“About what?”
“A delicate subject.”
“Come in. Get yourself in girl trouble?”
“No, sir.”
He closed the door behind me and turned the dead bolt, then cracked the curtain and looked through the window. The air conditioners were turned up full blast, the air frigid. “Where’s Saber?”
“He’s part of the reason I’m here.”
“If this is about the counselor job, it’s too late. Come in back. I’m lifting. Get yourself a soda out of the icebox.”
I followed him into a windowless room. The floor was concrete. There was a sweat-printed, leather-padded black bench in it, and a rack of barbells along the wall, and at least two hundred pounds of steel plates on the weight bar racked above the bench. On the wall were certificates of merit from booster organizations, a framed collection of military medals and ribbons and chevrons and a unit patch, a pair of women’s black panties pressed on pink felt under glass with a card that said “Liberating France one piece at a time,” a plaque with crossed cavalry swords on it, photos of Krauser bowling and performing on a trapeze and hitting softballs to young boys and playing with the Doberman, a letter of commendation from a group in Dallas called Patriots Unlimited, and a Confederate battle flag. In the corner was an old wooden desk with a lamp on it made from a German helmet and an artillery shell. There was an SS insignia on the helmet and a silver-smooth bullet hole an inch from that. A chrome-bladed dagger, the white handle inlaid with gold lightning bolts, lay on the desk blotter.
Krauser began curling a ninety-pound bar, his biceps swelling into white cantaloupes corded with veins. “Spit it out.”
“Saber and I have bad people on our backs, Mr. Krauser. The problem is, we don’t know why.”
“This is about those punks from the Heights?”
“I think it has to do with people in the underworld.”
“Oh, bullshit.”
“I don’t think it is.”
He continued to pump the bar, eight and nine and ten times, the steel plates rattling, sweat popping on his face, his odor blooming.
“Sir, I’m asking for your help,” I said.
“You think too much.”
“This isn’t just a beef with some rough guys from the Heights. I think we’re dealing with evil people, people with no mercy. There’s some things about you that don’t make sense, Mr. Krauser.”
He dropped the bar on a rubber pad, breathing deeply, his nostrils dilating. “What was that again?”

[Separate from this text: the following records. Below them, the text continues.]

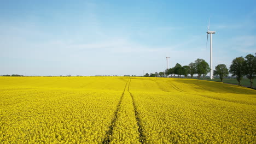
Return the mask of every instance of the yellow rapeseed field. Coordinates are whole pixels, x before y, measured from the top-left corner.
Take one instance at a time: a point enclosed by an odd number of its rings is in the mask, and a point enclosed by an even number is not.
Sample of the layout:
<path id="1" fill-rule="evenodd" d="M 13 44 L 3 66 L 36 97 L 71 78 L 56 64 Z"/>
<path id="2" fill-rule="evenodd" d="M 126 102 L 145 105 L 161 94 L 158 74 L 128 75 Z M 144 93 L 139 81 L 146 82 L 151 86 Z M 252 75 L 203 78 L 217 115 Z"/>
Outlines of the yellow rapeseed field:
<path id="1" fill-rule="evenodd" d="M 192 79 L 0 77 L 0 143 L 256 143 L 256 91 Z"/>

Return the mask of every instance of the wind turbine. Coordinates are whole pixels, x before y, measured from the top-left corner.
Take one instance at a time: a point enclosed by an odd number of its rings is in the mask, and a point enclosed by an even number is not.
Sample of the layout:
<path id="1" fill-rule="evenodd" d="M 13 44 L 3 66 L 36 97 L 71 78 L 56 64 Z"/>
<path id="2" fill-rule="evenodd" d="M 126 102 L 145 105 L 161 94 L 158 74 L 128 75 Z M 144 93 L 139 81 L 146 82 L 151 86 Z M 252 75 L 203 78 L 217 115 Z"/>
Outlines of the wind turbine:
<path id="1" fill-rule="evenodd" d="M 210 34 L 210 79 L 212 80 L 213 75 L 213 69 L 212 69 L 212 34 L 215 34 L 215 31 L 210 31 L 210 20 L 209 19 L 209 23 L 208 25 L 208 31 L 206 32 L 207 33 L 207 39 L 206 40 L 206 46 L 208 42 L 208 36 L 209 34 Z"/>
<path id="2" fill-rule="evenodd" d="M 166 61 L 167 61 L 167 69 L 169 69 L 169 67 L 168 67 L 168 58 L 169 58 L 170 57 L 166 57 Z M 168 76 L 168 75 L 167 75 L 167 77 L 169 77 L 169 76 Z"/>

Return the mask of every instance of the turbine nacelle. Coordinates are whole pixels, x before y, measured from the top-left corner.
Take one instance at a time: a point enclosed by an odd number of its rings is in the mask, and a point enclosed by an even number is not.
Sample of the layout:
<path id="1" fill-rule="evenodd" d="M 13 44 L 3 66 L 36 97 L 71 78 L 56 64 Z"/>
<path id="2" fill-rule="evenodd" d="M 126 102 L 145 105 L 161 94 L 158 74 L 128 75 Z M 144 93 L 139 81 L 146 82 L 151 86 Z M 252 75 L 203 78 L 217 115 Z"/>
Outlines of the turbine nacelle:
<path id="1" fill-rule="evenodd" d="M 208 31 L 206 32 L 207 34 L 215 34 L 216 31 Z"/>

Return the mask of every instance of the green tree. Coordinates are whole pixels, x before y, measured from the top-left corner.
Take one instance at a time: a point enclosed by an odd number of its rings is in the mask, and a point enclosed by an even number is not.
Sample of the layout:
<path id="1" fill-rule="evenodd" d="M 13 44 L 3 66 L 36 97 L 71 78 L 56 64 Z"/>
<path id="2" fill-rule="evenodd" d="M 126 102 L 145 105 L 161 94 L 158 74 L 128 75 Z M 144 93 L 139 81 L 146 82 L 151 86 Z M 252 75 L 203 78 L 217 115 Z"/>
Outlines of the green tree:
<path id="1" fill-rule="evenodd" d="M 155 74 L 150 73 L 150 74 L 149 75 L 149 77 L 155 77 Z"/>
<path id="2" fill-rule="evenodd" d="M 205 80 L 205 76 L 211 70 L 209 64 L 205 60 L 199 58 L 195 61 L 195 64 L 196 73 L 198 74 L 198 79 L 200 79 L 201 76 L 203 75 L 203 80 Z"/>
<path id="3" fill-rule="evenodd" d="M 186 78 L 188 77 L 188 75 L 189 74 L 189 66 L 184 65 L 182 67 L 182 75 L 185 76 Z"/>
<path id="4" fill-rule="evenodd" d="M 145 76 L 145 77 L 149 77 L 149 74 L 148 73 L 146 73 L 144 76 Z"/>
<path id="5" fill-rule="evenodd" d="M 256 56 L 249 54 L 245 57 L 243 63 L 245 75 L 250 80 L 251 87 L 253 87 L 253 80 L 256 77 Z"/>
<path id="6" fill-rule="evenodd" d="M 171 77 L 172 76 L 172 74 L 174 74 L 174 70 L 173 70 L 173 68 L 170 68 L 168 70 L 168 73 L 170 75 L 171 75 Z"/>
<path id="7" fill-rule="evenodd" d="M 179 76 L 181 78 L 181 75 L 182 74 L 182 67 L 179 63 L 176 63 L 175 67 L 174 67 L 174 74 L 178 75 L 178 76 Z"/>
<path id="8" fill-rule="evenodd" d="M 223 82 L 223 78 L 229 75 L 229 70 L 226 68 L 226 65 L 220 64 L 215 67 L 213 75 L 219 76 L 220 81 Z"/>
<path id="9" fill-rule="evenodd" d="M 165 76 L 165 73 L 164 72 L 159 72 L 159 75 L 161 77 L 164 77 L 164 76 Z"/>
<path id="10" fill-rule="evenodd" d="M 168 77 L 168 76 L 170 75 L 169 72 L 168 72 L 168 70 L 169 70 L 168 69 L 166 69 L 165 70 L 165 75 L 166 75 L 167 77 Z"/>
<path id="11" fill-rule="evenodd" d="M 203 68 L 203 80 L 205 80 L 205 76 L 209 73 L 211 71 L 211 68 L 210 68 L 209 64 L 205 61 L 202 61 L 201 63 Z"/>
<path id="12" fill-rule="evenodd" d="M 193 75 L 196 73 L 196 65 L 194 63 L 190 63 L 189 64 L 189 74 L 191 75 L 191 78 L 193 77 Z"/>
<path id="13" fill-rule="evenodd" d="M 237 57 L 233 59 L 229 67 L 229 73 L 232 74 L 232 76 L 236 76 L 236 80 L 238 82 L 239 86 L 241 86 L 241 81 L 245 75 L 244 62 L 245 59 L 243 57 Z"/>

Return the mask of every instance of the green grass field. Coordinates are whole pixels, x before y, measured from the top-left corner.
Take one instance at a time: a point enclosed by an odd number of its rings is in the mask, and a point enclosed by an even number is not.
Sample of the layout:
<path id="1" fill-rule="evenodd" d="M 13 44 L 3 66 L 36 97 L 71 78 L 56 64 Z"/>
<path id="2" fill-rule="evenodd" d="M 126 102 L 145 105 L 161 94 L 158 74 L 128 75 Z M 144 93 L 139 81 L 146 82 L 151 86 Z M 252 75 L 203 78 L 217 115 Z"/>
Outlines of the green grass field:
<path id="1" fill-rule="evenodd" d="M 194 79 L 198 79 L 196 77 L 194 77 Z M 203 78 L 201 77 L 200 78 L 201 80 L 203 80 Z M 216 81 L 216 82 L 220 82 L 220 79 L 219 78 L 214 78 L 214 80 L 210 80 L 209 77 L 205 78 L 205 80 L 207 81 Z M 234 83 L 238 85 L 238 81 L 236 79 L 224 79 L 223 82 L 225 83 Z M 250 80 L 247 78 L 243 78 L 241 81 L 241 85 L 244 86 L 249 87 L 250 86 Z M 253 79 L 253 87 L 256 87 L 256 79 Z"/>
<path id="2" fill-rule="evenodd" d="M 206 80 L 220 82 L 220 79 L 216 78 L 214 80 L 206 79 Z M 238 81 L 236 79 L 224 79 L 223 82 L 238 84 Z M 241 81 L 241 85 L 243 86 L 250 86 L 250 80 L 248 79 L 243 79 Z M 253 79 L 253 86 L 256 86 L 256 79 Z"/>

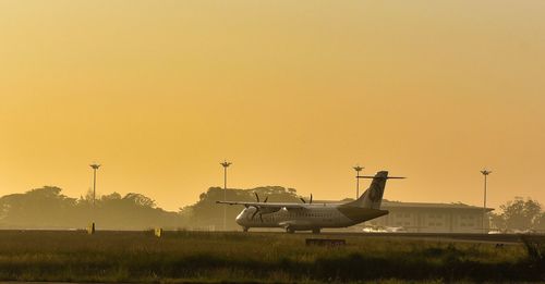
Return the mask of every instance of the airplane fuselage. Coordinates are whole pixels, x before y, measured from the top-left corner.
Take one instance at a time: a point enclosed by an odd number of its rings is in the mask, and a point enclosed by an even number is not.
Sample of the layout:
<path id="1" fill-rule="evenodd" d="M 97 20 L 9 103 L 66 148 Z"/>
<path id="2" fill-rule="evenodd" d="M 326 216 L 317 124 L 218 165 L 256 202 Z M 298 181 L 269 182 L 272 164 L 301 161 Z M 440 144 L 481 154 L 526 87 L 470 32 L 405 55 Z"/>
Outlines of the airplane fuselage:
<path id="1" fill-rule="evenodd" d="M 313 203 L 300 209 L 281 208 L 276 212 L 255 214 L 249 207 L 237 217 L 237 223 L 250 227 L 284 227 L 287 231 L 319 231 L 324 227 L 347 227 L 387 214 L 388 211 L 355 208 L 346 205 Z"/>

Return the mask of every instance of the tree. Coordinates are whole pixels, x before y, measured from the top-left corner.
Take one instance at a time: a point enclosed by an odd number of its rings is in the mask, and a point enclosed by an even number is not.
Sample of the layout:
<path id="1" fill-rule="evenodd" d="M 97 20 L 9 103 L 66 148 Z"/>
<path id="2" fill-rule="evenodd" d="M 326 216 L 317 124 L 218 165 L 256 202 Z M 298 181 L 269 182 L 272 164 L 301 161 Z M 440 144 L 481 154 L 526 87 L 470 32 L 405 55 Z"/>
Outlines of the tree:
<path id="1" fill-rule="evenodd" d="M 500 214 L 493 214 L 492 222 L 498 229 L 535 230 L 542 219 L 542 206 L 536 200 L 514 198 L 500 207 Z"/>

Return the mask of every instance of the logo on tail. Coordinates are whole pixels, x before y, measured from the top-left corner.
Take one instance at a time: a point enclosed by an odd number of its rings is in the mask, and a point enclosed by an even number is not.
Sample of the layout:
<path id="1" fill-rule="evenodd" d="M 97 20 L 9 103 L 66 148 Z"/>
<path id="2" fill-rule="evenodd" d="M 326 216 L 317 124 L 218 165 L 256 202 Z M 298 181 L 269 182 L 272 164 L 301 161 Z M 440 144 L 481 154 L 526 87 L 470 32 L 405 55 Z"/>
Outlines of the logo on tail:
<path id="1" fill-rule="evenodd" d="M 358 176 L 358 178 L 373 178 L 373 181 L 371 182 L 370 188 L 367 188 L 367 190 L 365 190 L 360 198 L 349 205 L 362 208 L 380 209 L 386 181 L 389 178 L 404 177 L 388 176 L 387 171 L 380 171 L 376 173 L 375 176 Z"/>

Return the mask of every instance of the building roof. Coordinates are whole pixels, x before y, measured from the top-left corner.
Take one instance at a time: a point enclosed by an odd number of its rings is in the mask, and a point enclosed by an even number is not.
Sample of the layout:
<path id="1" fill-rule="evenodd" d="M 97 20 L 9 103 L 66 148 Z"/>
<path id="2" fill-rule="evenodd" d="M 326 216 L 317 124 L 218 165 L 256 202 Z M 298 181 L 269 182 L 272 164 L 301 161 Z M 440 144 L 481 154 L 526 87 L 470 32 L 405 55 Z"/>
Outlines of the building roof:
<path id="1" fill-rule="evenodd" d="M 315 200 L 315 203 L 343 203 L 347 201 L 352 201 L 354 199 L 344 199 L 342 201 L 331 201 L 331 200 Z M 465 209 L 465 210 L 483 210 L 482 207 L 464 205 L 461 202 L 457 203 L 427 203 L 427 202 L 402 202 L 402 201 L 390 201 L 383 199 L 382 207 L 384 209 L 398 209 L 398 208 L 411 208 L 411 209 Z M 487 212 L 493 211 L 494 208 L 486 208 Z"/>

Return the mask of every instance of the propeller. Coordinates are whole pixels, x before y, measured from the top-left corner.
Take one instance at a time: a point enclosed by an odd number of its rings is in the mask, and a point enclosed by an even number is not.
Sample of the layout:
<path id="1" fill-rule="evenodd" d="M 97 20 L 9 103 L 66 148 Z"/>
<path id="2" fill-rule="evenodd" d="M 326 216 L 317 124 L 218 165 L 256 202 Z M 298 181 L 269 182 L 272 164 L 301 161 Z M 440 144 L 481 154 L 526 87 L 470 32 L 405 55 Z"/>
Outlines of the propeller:
<path id="1" fill-rule="evenodd" d="M 259 195 L 257 193 L 254 193 L 254 195 L 255 195 L 255 200 L 257 200 L 257 202 L 259 203 Z M 266 203 L 268 199 L 269 199 L 268 196 L 265 197 L 265 200 L 263 200 L 263 202 Z M 253 207 L 255 208 L 255 212 L 252 214 L 252 220 L 254 220 L 256 214 L 259 214 L 259 220 L 263 223 L 263 213 L 261 207 L 259 206 L 253 206 Z"/>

“Saber says you were following him.”
“What, I follow Mongolian idiots around town in my off hours?”
“Why would you come to my house and offer Saber and me jobs? You don’t like either one of us.”
“I tried to do a good deed, that’s why. I didn’t exactly get a warm welcome from your parents.” He picked up a thirty-pound dumbbell in each hand and began pumping, his eyes sinking in his face.
“Saber saw you at the Pink Elephant with Jimmy McDougal.”
Krauser inverted the dumbbells, lifting them straight out from his chest, counting to ten under his breath, a drop of moisture hanging off his nose. He dropped them heavily on the rack. “Get this straight. There’re kids who frequent that neighborhood because nobody else cares about them. Others go down there because they like beating up queers. Most of them are queers themselves but don’t know it. Jimmy McDougal is a kid with nobody to take care of him. I told the faggot who picked him up what I’d do if he ever tried it again. I even gave him a preview. By the way, the reason Bledsoe saw me at the Pink Elephant is that’s where he hangs out, even though he pretends he’s got some other reason to be there. Tell me if I’m right or wrong on that.”
“You’re wrong.”
“Good try, son.”
He gave me a threatening stare. I looked him straight in the face and didn’t blink. His stare broke. He blotted the sweat out of his eyes with the back of his wrist. “I got to shower. A lady friend is coming over. I don’t want you here when she arrives.”
“Why’d you bolt the door?”
“We have break-ins. Now get out of here.”